En los días que anteceden al viaje, unos van haciendo una lista de las cosas que les podrán hacer falta. Otros se van preparando, en un lugar acondicionado para ello, algunas cosas que se les ocurren serán necesarias. Hay otras personas que esperan al último instante para hacer la dichosa maleta.

            Llega el momento en que toca hacerla ya, pues al día siguiente te vas. Bien, yo por mi parte hago una lista antes, pero, para qué narices la hago si al final no la miro, pues sólo ver la cantidad de cosas que he apuntado me agobio, así que paso de la lista y empiezo a sacar ropa del armario, zapatos del zapatero, potingues varios para el aseo personal, cargadores para los aparatos electrónicos que me llevo y… los “por si acaso” (luego sabréis que es esto). Ahora lo difícil, meterlo todo en la maleta. Que si viajas en coche no es complicado, pero si viajas en Ryanair y no quieres facturar la hemos jodido, pues es materialmente imposible que todo quepa en la liliputiense maleta que nos permiten en estas compañías de Low Cost.

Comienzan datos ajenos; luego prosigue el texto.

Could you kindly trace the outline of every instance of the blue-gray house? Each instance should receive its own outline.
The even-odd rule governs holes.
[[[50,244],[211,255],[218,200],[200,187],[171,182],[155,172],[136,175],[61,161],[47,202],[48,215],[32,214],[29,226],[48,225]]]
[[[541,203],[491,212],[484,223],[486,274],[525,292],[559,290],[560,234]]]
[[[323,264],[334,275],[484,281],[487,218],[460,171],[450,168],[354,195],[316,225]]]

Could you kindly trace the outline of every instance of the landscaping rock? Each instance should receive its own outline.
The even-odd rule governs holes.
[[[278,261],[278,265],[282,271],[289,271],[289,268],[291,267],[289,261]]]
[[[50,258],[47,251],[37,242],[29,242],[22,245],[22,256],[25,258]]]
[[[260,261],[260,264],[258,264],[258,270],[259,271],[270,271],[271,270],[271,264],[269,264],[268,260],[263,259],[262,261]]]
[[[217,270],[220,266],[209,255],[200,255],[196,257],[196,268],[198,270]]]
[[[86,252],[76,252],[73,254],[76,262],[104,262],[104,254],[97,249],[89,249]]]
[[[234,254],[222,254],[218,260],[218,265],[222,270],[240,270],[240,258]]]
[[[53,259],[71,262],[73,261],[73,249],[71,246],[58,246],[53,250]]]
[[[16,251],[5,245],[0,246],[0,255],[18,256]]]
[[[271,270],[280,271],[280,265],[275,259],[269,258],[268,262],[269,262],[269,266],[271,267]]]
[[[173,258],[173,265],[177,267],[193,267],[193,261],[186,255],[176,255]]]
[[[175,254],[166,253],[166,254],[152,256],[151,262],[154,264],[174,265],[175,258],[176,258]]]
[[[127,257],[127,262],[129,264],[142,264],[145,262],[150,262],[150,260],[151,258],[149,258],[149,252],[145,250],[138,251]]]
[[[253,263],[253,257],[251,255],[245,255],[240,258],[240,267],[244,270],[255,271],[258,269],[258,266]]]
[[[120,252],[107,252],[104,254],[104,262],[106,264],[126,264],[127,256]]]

            Recuerdo cuando fui a Florencia. Hacía frío, y claro me tenía que llevar varias chaquetas, la cosa se complicaba, y bastante. Maleta hasta los topes, que pasaba de los10 Kg. reglamentarios, y yo acojonada por si me la pesaban y me tocaba pagar 50 € por exceso de equipaje. Pero cuando fui a embarcar la cosa se complicó aún más. ¿Qué hacía con las prendas de abrigo que llevaba fuera de la maleta? Solución, chaqueta de borreguito puesta, abrigo encima, atada a la cintura otra chaqueta y por supuesto bolso camuflado entre todo esto, ya que sólo puedes llevar un bulto en la mano, así que recurrí al modo “cebolla”. Entre los nervios por si la azafata se fijaba en mí y la ropa que llevaba encima, tenía tanta calor, que creo podría haber dado energía para alumbrar un campo de fútbol los 90 minutos del partido. Pasé gracias al tipo que iba delante, pues el chico era guapetón y la azafata le hizo el reconocimiento a él, y yo aprovechando la coyuntura me colé como quien no quiere la cosa.

            Otra de las veces que fui a Londres se me olvidaron los “por si acaso”. A mí siempre me han dicho que en Londres llueve todos los días. Así que me puse mis botas y ¿Qué no me llevé? Evidentemente “por si acaso lucía el sol” no me llevé unas chanclas. Pues bien, los cinco días que estuve allí no calló ni una jodida gota de agua, más bien al contrario, lució un sol espléndido. Llegó el último día y ya no podía más, así que entré en los maravillosos almacenes Harrods y me compré unas chanclas, por cierto que me costaron un ojo de la cara. Feliz, me las puse ¿Y a qué no sabéis que pasó cuando salí a la calle y di dos pasos?  Sí, exacto, empezó a caer un chaparrón, con unas gotas de agua tan grandes como las medallas que han dado en estos JJOO.

            Por todo esto, pasemos a los consejos prácticos. Primero, factura maleta y así podrás llevar todo lo que se te ocurra; segundo, no te dejes nunca los “por si acaso” llueve, hace frío, calor, nieva, encuentras al hombre o a la mujer de tú vida, sales a pasear, sales a bailar, hay un terremoto, etc. etc. etc.; tercero, pasa de hacer la bonita lista, pues da igual, al final siempre se te olvidará algo; pero sobre todo, sobre todo… si vas a Londres, llévate una chanclas, pues es mentira eso de que siempre llueve.

            Y ahora, buen viaje a todos y que os sea leve el llenar… vuestro particular baúl de la Piquer.